When I was little I would sit for hours on the floor at my Mor Mor’s house with a stack of paper (usually the b-side of a completed to-do list, phone message or halved pages from an old notebook…my grandma grew up in the depression when recycling was necessity) copying images of Mickey Mouse and his cohorts from a coffee table book about Walt Disney. Occasionally there were innocent accusations of tracing images. But, I never traced.

There were times when I would have particular trouble getting an image just right. Eraser crumbs everywhere. Once, someone told me that good artists didn’t erase. I think I believed that for a long while. The truth is, good artists…great artists erase; leave ghost images, paint over, change directions and problem solve. In fact, erasers are sold in great big blocks at the art store. Buy two!

I draw. I draw a lot. I draw on paper (really lousy, inappropriate paper that was previously used for printing circuit layouts) and on clay. My ceramic work is more about surface than form; more about narrative than function (and the craft world – if it cared that I exist – makes an audible gasp).

I draw primarily because I need to. Not in a compulsive or obsessive way but as a means to learn an image and the spacial relationships before I translate it onto the clay surface.

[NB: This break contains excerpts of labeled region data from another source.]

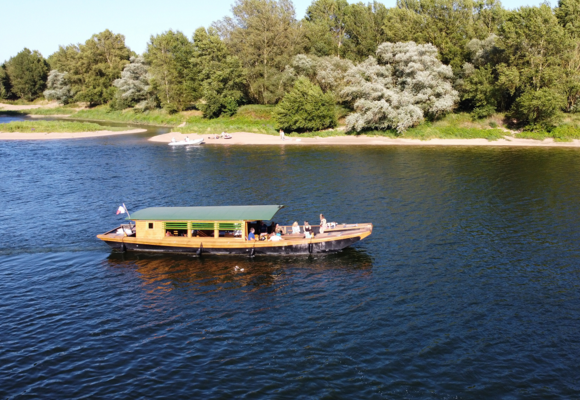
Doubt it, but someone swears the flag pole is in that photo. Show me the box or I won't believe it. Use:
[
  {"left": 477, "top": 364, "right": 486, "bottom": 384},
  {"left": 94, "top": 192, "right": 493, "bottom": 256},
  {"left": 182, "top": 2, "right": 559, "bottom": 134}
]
[{"left": 123, "top": 203, "right": 131, "bottom": 230}]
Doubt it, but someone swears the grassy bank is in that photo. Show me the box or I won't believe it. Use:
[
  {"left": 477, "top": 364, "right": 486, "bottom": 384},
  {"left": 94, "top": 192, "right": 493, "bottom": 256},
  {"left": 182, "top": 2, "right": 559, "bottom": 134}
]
[
  {"left": 13, "top": 107, "right": 77, "bottom": 115},
  {"left": 175, "top": 105, "right": 276, "bottom": 135},
  {"left": 71, "top": 106, "right": 187, "bottom": 126},
  {"left": 0, "top": 121, "right": 127, "bottom": 133}
]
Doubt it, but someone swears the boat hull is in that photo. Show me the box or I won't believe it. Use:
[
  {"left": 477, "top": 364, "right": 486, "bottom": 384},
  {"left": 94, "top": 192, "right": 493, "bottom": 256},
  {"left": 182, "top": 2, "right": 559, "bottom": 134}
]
[{"left": 99, "top": 237, "right": 361, "bottom": 255}]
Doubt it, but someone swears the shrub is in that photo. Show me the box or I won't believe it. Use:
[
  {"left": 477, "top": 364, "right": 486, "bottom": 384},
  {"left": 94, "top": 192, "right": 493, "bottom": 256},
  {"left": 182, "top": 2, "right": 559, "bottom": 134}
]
[
  {"left": 273, "top": 77, "right": 338, "bottom": 131},
  {"left": 341, "top": 42, "right": 459, "bottom": 133},
  {"left": 511, "top": 89, "right": 564, "bottom": 130}
]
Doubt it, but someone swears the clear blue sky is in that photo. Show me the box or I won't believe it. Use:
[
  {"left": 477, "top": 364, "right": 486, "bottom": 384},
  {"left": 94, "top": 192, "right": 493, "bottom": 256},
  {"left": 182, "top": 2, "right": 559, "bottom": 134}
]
[{"left": 0, "top": 0, "right": 541, "bottom": 63}]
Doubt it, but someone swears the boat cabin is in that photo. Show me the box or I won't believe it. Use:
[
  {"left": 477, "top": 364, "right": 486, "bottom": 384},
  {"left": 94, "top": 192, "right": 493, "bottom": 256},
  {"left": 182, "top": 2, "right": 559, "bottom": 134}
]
[{"left": 127, "top": 205, "right": 284, "bottom": 241}]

My drawings for clay are pretty finished images. I think of them more as sketches because they serve an alternate purpose; cut to the size of my clay slab, they function as my glaze reference. However, the ceramic processes that I use will not translate all the detail captured on the paper. I’m good with that. Prefer it, even. Still, I record everything to help me define and understand the space. Because, unlike paper, there ain’t no eraser for clay.